7. En troisième lieu, ni les dispositions de ce même article L. 3113-2 du code général des collectivités territoriales, ni aucun autre texte non plus qu'aucun principe n'imposent au Premier ministre de prévoir que les limites des cantons, qui sont des circonscriptions électorales, coïncident avec les périmètres des arrondissements et des établissements publics de coopération intercommunale. Si la communauté de communes requérante fait valoir qu'en délimitant le canton de Saint-Pierre-d'Albigny et en supprimant l'ancien canton d'Aiguebelle, l'auteur du décret n'aurait pas suffisamment tenu compte de l'organisation administrative et des services publics dans la vallée de la Maurienne ni des intérêts économiques et sociaux, ces circonstances ne sont pas de nature à établir que le décret attaqué aurait été pris en méconnaissance de la règle posée par article L. 3113-2 mentionné ci-dessus, selon laquelle le territoire de chaque canton est défini sur des bases essentiellement démographiques ni que ce décret serait entaché d'erreur manifeste d'appréciation.

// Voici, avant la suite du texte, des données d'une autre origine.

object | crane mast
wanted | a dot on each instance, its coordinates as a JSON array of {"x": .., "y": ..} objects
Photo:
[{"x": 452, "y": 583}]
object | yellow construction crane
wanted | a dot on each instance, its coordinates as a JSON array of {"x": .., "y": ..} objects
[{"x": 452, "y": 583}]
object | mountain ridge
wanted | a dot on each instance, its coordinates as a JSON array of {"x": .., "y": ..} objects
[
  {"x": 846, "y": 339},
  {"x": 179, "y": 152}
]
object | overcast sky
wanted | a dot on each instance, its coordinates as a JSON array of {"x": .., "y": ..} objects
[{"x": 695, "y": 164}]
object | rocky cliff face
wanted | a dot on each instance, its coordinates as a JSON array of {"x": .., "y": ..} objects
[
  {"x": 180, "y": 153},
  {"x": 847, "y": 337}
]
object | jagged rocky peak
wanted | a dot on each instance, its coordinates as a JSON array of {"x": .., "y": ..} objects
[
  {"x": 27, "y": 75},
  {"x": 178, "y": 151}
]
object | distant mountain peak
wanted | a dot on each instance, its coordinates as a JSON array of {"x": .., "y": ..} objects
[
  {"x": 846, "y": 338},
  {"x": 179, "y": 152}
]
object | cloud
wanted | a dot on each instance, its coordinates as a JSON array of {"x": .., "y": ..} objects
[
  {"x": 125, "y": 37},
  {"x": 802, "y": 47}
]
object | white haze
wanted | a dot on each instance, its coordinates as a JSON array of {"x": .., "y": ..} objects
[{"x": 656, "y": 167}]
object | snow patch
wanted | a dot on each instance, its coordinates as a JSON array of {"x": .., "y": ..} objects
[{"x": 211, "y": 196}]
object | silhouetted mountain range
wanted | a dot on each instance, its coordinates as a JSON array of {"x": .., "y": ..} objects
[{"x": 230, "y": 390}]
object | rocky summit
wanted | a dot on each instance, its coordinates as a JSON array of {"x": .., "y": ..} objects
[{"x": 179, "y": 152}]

8. Enfin, la modification des limites territoriales des cantons doit être réalisée selon les règles prévues aux III et IV de l'article L. 3113-2 du code général des collectivités territoriales. Par suite, la communauté de communes Porte de Maurienne ne peut utilement invoquer la circonstance que les zones rurales seraient, du fait de la mise en oeuvre de ces règles, qui n'est pas contestée, moins bien représentées que les zones urbaines au sein de l'assemblée départementale.

9. Il résulte de tout ce qui précède que la communauté de communes Porte de Maurienne n'est pas fondée à demander l'annulation pour excès de pouvoir des décisions qu'elle attaque.

10. Les dispositions de l'article L. 761-1 du code de justice administrative font obstacle à ce qu'une somme soit mise à la charge de l'Etat, qui n'est pas, dans la présente instance, la partie perdante.

DECIDE:

Article 1er : La requête de la communauté de communes Porte de Maurienne est rejetée.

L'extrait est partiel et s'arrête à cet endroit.